Lex Anteinternet: The Axe: UW''s elimination list. Considering Football

 Women rugby players of the University of Wyoming and the University of Colorado.  Actual student athletes.

This is probably starting to read like "let's pick on UW day" here on this forum, although as the forum doesn't have high readership, I don't expect to receive complaints from the Alumni Association here soon.

Anyhow, this started off today with my questioning the purpose of the Law School in the era of the Uniform Bar Exam and then went on to address the specific cuts being made, which I did here:
Lex Anteinternet: The Axe: UW''s elimination list.: Aeronautical engineering building. . . oops engineering building, at UW.  We've been through this before. Clearly, UW is in econ...
That item closed by questioning football.  I'm going to pick that up here in greater detail in a second.

I guess I should note that I do indeed have sort of a love/hate, I guess, relationship with UW.  I'm a two time UW graduate. Given that, I should fall in the category of individuals who have an unquestioned devotion to UW, but I don't.  I probably ought to ponder why that is.

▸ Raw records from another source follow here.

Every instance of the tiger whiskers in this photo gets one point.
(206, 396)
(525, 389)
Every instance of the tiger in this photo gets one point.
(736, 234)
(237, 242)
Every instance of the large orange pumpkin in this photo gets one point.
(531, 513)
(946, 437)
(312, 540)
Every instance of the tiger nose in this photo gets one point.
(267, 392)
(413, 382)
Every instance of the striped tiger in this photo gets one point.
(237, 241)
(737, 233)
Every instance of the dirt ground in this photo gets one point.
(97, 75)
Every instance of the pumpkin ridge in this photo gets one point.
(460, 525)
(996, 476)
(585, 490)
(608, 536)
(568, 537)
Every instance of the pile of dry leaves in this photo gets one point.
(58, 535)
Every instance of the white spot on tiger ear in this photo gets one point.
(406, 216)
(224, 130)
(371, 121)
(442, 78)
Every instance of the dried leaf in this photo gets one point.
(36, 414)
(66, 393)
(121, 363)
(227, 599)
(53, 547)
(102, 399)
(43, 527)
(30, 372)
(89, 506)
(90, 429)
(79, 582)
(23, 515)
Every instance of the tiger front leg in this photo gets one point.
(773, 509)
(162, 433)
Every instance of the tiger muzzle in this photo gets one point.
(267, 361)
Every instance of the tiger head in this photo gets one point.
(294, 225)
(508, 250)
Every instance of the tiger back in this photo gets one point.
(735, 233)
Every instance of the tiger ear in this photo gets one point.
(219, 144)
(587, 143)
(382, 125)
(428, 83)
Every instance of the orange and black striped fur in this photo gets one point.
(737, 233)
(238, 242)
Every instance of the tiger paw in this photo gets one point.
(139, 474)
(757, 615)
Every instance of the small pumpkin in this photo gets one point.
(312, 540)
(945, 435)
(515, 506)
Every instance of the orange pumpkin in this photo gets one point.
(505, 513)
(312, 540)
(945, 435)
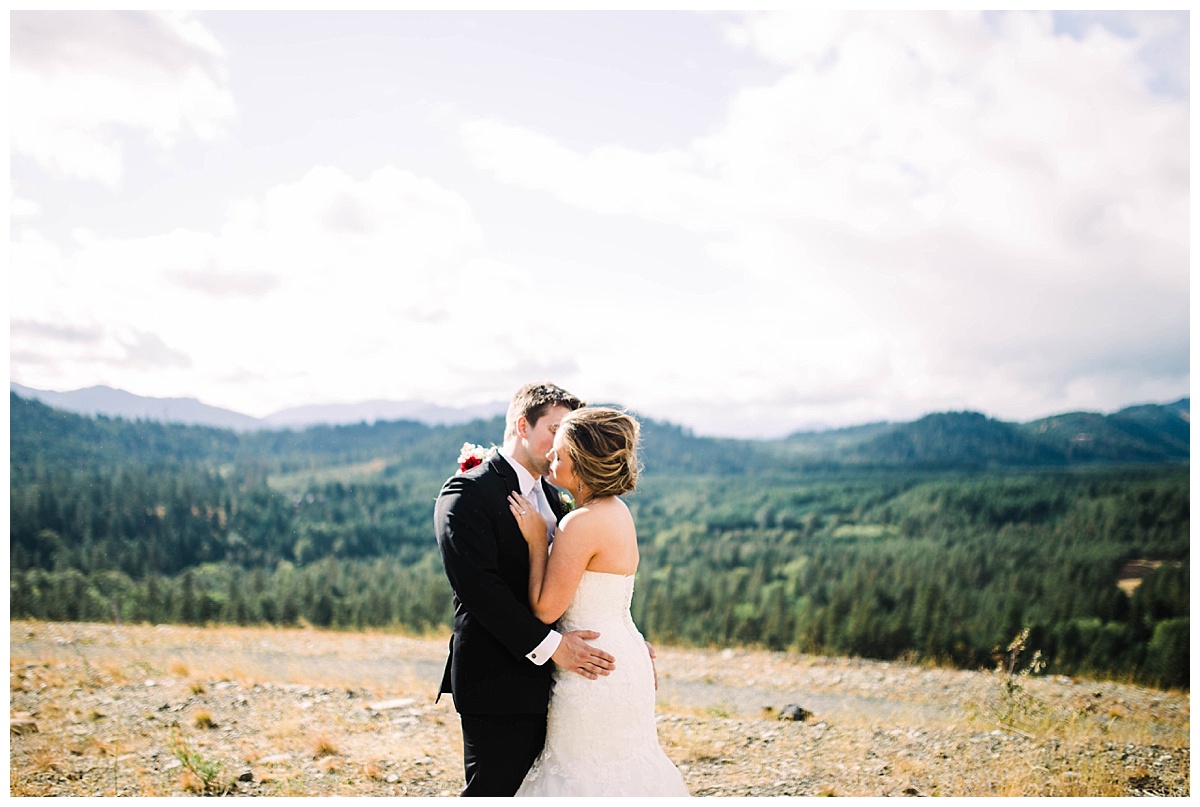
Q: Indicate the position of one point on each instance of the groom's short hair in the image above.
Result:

In part, I think, it's because I grew up in the era of the struggle between Casper College and the University of Wyoming.  Back in the boom of the 1970s there was a serious local effort to make Casper College a four year university.  Pretty much everyone here was in favor of that, but UW, seeing its rice bowl being depleted, was adamantly against it.  So it didn't happen.  Having said that, UW's strategy in the face of this was brilliant, effective, and a good thing.  It went out and partnered with the community colleges to insert some of its programs into them and over time its even been possible to obtain some four year degrees, but not all, at the community colleges.  Over time, I think that its probably a good thing that this occurred and the community colleges stayed two year institutions and UW our only public four year one (a second four year institution exist in the form of Wyoming Catholic College, which frankly I also have problems with for academic reasons, but I'll bother everyone about that in some other post).  But, even while I concede that things turned out right, like a lot of locals I was left with some heartburn about UW.

Beyond that, my four year exposure to the school amplified this, selectively, a little.  It wasn't really the academics of it, which I think were excellent.  My undergraduate geology department was excellent and my law school experience good, in spite of my questioning the remaining viability of that school.  But I never got into the rah rah aspect of the university that so many people do about any university.  That probably says a lot more about me than the university.

Indeed, while a law student I recall receiving a telephone call from a study that was seeking to boost football game attendance. I warned the caller that she was wasting her time with me, but she went through the entire list of things they could do, from free tickets to prizes to bands to hoards of dancing girls, or whatever it was, to which I universally answered that, no, that wouldn't make me attend.  But on game weekends a lot of people with the opposite view, from my prospective, would flood the town and be annoying.  Again, that says more about me, than the university.

Having said all of that, I have never been able to grasp the manic level of devotion to UW football.  Lots of people who live here who never went here are manic devotees of the football program.  It seems weird to me, but then the nationwide devotion to college football baffles me.  

Yale football team of the 1920s.  These student athletes were likely actual students.

I'm not a football fan but that's only part of it.  I don't grasp how it is that university football went from being a game played by students to the farm teams for the NFL.  Indeed, one of the things I admire about baseball is that its farm teams are farm teams.  It doesn't pretend to be recruiting students athletes.  It recruits baseball players.  College football has gone from being a game played by students, on the other hand, to a massively funded farm program for the NFL which the NFL doesn't even have to pay for.

That's stupid.

Anyhow, as part of that stupidity I'd note that after I posted the items below on UW, I saw an item where a Democratic candidate for the state house has gone after the UW football program in the context of the budget cuts and noted that the coach is paid over $800,000 per year.

I don't know if that's correct, but if it is, that's obscene.

But if he is, what that means is that the going rate for Division 1 is that high or higher.  And that's obscene.

But what does it mean, in real terms?  

I don't know that.

What I mean is that I don't know the total cost of UW football, and I don't know if it returns more to the university than it spends.  It might.  

I don't think that any real student cares a whit about their college's football program, unless they want to play football.  There are always a few locals on the UW team.  But the real question is how much is spent on UW  football and how much does the football team bring in?  I have no idea.

I guess if alumni, and others, who are devoted to UW football spend more and bring more in to the university than the program costs, its' economically justified, in the environment in which universities actually exist.  I think that environment, in regards to football, is debased as the idea that a university coach would make that sort of money is insane, but it's a widely spread insanity.  Likewise, the enter system surrounding college football is crazy, but its a nationwide crazy, not a Wyoming one.

So the question is, does it cost us more than it brings in?